Why scoping matters more than building
Most automation failures happen before the first step is created. Clients describe their problem in outcome terms ("I want leads to go into my CRM automatically") while you need to think in trigger-action-condition terms. That gap — between what someone wants and what you need to build — is where most breakdowns originate.
Good scoping turns a vague request into a precise spec: one trigger, one or more conditions, one or more actions, one expected output. Everything else is out of scope until agreed otherwise.
The goal of this guide is to give you a repeatable process for arriving at that spec before you open Zapier, Make, or any other tool.
Step 1: Understand the current workflow
Before proposing any automation, document what actually happens today. Ask:
- What triggers this process? A form submission, an email, a calendar event, a new database row, a time schedule?
- Who does it manually right now? And how long does it take?
- What tools are already involved? Where does data enter, where does it need to end up?
- How often does it run? Daily, per transaction, on demand?
- What goes wrong in the current process? This is often your best signal for what to automate first.
Document this as a simple flow before you design anything. A whiteboard, a numbered list in a doc, or a Miro board all work. The format doesn't matter — the act of writing it down exposes assumptions.
Step 2: Define the trigger precisely
The trigger is the most important part of any automation. Get it wrong and every step that follows is wrong too.
A trigger must be:
- Specific: "New row in Google Sheet 'Lead Intake', column A is not empty" — not "when I get a new lead"
- Reliable: Does it fire every time, or only sometimes? What edge cases exist?
- Controllable: Can you test it without affecting live data? Does the platform support test events?
Common trigger mistakes to avoid:
- Using email "received" as a trigger without filtering by sender, subject, or label — you'll catch everything
- Polling triggers with too-short intervals on free plans (hitting rate limits)
- Using form submission triggers on forms that occasionally get spam entries
Write the trigger down as a one-sentence spec: "This automation runs when [exact event] in [exact tool]."
Step 3: Map the conditions and exceptions
Most automations need at least one filter or condition.

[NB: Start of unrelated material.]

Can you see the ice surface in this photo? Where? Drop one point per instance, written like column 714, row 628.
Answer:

Without them, you'll process records that should be skipped, duplicate records that already exist, or trigger actions on test data.
For each automation, ask:
- What should this NOT do? (Reverse scoping is often more valuable than forward scoping)
- What happens if the trigger fires but the data is incomplete? Missing email, empty name field, invalid format?

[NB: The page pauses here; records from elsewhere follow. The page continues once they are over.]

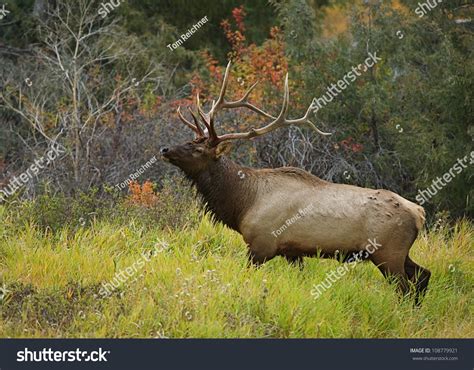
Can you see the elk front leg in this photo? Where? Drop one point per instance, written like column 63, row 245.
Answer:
column 295, row 261
column 257, row 256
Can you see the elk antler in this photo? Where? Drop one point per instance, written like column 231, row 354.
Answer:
column 221, row 103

- Is there a deduplication concern? Could this trigger twice for the same record?
- Who should be notified when something fails?
Document each condition as a simple if/else rule:
IF status = "qualified"
AND email is not empty
THEN → continue to action
ELSE → stop (no action)
The more conditions you write out upfront, the fewer edge cases you'll debug in production.

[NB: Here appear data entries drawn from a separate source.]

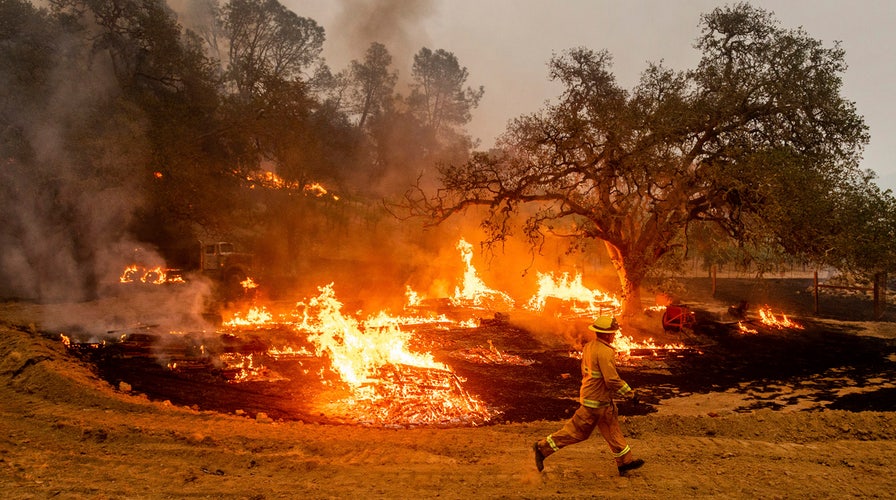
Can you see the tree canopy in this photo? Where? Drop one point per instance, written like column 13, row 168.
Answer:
column 125, row 123
column 756, row 140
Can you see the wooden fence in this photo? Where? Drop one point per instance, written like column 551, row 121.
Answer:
column 879, row 293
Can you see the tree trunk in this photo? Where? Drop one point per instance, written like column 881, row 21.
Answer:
column 630, row 276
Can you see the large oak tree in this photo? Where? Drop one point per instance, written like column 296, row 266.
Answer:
column 756, row 139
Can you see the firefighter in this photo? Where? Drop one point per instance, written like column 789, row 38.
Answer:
column 600, row 383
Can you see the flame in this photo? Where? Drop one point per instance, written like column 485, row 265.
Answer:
column 315, row 188
column 129, row 275
column 385, row 378
column 624, row 345
column 155, row 276
column 355, row 354
column 768, row 318
column 256, row 316
column 745, row 329
column 584, row 301
column 474, row 291
column 414, row 299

Step 4: Write the scope statement
Once you understand the trigger, conditions, and actions, write a one-paragraph scope statement. This becomes the first section of your SOW.
Template:
This automation runs when [trigger event] in [source tool]. It filters for [conditions]. When conditions are met, it [action 1] in [destination tool] and optionally [action 2]. It does not handle [explicit exclusion 1] or [explicit exclusion 2]. Edge cases such as [example] will be handled by [manual process / separate automation / out of scope].
Send this paragraph to the client before building. If they correct it, you've caught a misalignment before it costs you time. If they confirm it, you have written agreement on what you're building.
Step 5: Confirm access and credentials before quoting
Before you can deliver an accurate timeline or price, you need to know:
- Do you have API access to all the tools involved? Some tools require paid plans for API/webhook access.
- Are credentials available, or does the client need to create accounts or upgrade plans?
- Are there data privacy constraints? (GDPR, HIPAA, internal IT policy)
- Who owns the automation account — you or the client? This affects maintenance responsibility.
A project that looks like a 3-hour job can become a 2-day project if the client needs to provision access, upgrade a plan, or involve IT. Catch this before you quote.
Checklist:
- Source tool access confirmed (API or webhook available?)
- Destination tool access confirmed
- Test environment available
- Client will provide credentials in a secure method (1Password, Bitwarden share, etc.)